BRAT: I don't have a well-crafted response on that one. All I know is if you take the long-run graph over 200 years of the wage rate, it cannot differ from your nation's productivity. Right? So you can't make up wage rates. Right? I would love for everyone in sub-Saharan Africa, for example -- children of God -- to make $100 an hour. I would love to just assert that that would be the case. But you can't assert that unless you raise their productivity, and then the wage follows.
TODD: Sounds like you're making a case against a federally mandated minimum wage.
BRAT: I'm just making the case I just made that you can't artificially make up wage rates, they have to be related to productivity.
How can't an economic professor have a position or statement about a basic economic policy like minimum wage? It's about as basic an issue as there is.
Ph-
That article shows that he doesn't fit into whatever existing mold Politico thinks a Tea Party guy should fit. They can't exactly say the Koch brothers won this election for him. I like the part where they act surprised that he thinks black students should be treated like white students, as if that's some flaming liberal ideal. Gee, he can't be very Tea Party because he isn't a total racist. Nice bit of patronizing on the part of the authors there.
I consider myself more aligned with whatever the Tea Party is (I consider it a reactionary movement fed up with too much spending and most politicians in DC) than I do the Republicans.
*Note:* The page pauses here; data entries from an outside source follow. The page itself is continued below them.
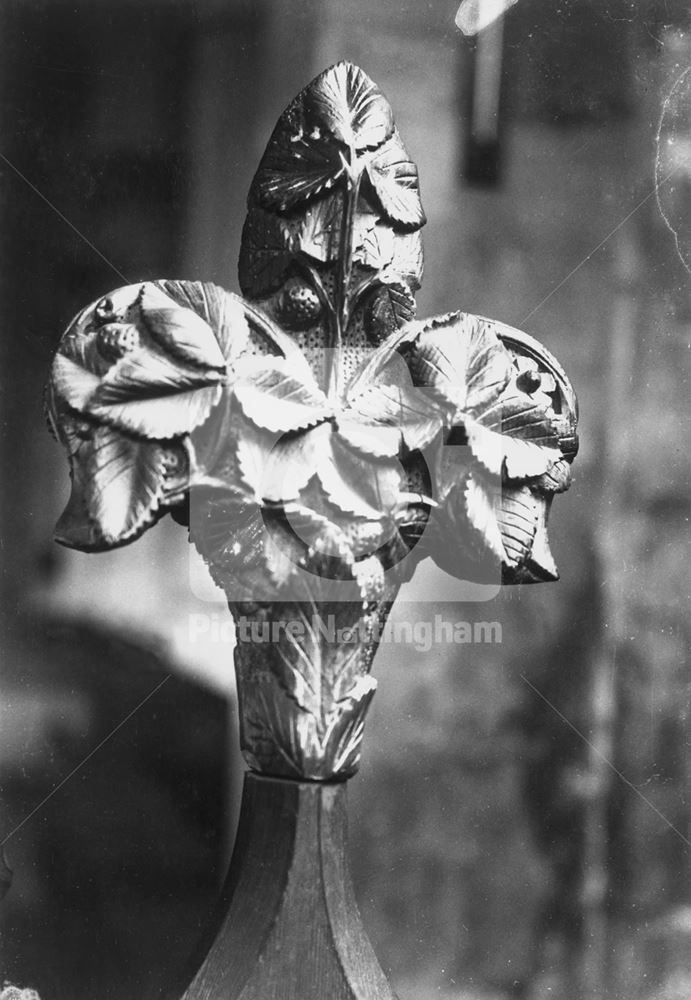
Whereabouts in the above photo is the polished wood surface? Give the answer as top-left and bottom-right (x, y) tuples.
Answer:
(170, 773), (396, 1000)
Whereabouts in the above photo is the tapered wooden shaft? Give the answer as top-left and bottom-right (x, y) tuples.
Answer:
(173, 773), (396, 1000)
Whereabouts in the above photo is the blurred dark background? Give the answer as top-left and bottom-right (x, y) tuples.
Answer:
(1, 2), (689, 999)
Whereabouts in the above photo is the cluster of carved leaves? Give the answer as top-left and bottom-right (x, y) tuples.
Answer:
(46, 278), (577, 588)
(46, 61), (578, 780)
(47, 281), (282, 550)
(238, 61), (425, 363)
(392, 312), (578, 584)
(231, 598), (395, 780)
Some individuals labeled Tea Partiers still spout the same religious crap as their primary go-to in talking points. That to me isn't very Tea Party, but it shows a different focus from a different element that, like me, is fed up with Republicans. The problem with the GOP is they give lip service to all kinds of things from religion to immigration to taxes to spending to whatever...and that's all it is. People who are more focused on religion or immigration or taxes or spending recognize that and they've broken off and are focusing on whatever they're pissed off about. The Tea Party label seems to be slapped on all pissed off Republicans, and that's a pretty diverse group of people with different priorities. The only commonality appears to be a desire to get spending under control.
You see many who have been in the GOP fold a long time trying to cater the Tea Party movement and thereby trim its rough edges, but that's not going to happen any time soon. And that's a good thing. Maybe bad for the GOP, but good for the country. If it sustains, it will breed a similar movement within the Dems, who are more fractured now than is commonly acknowledged.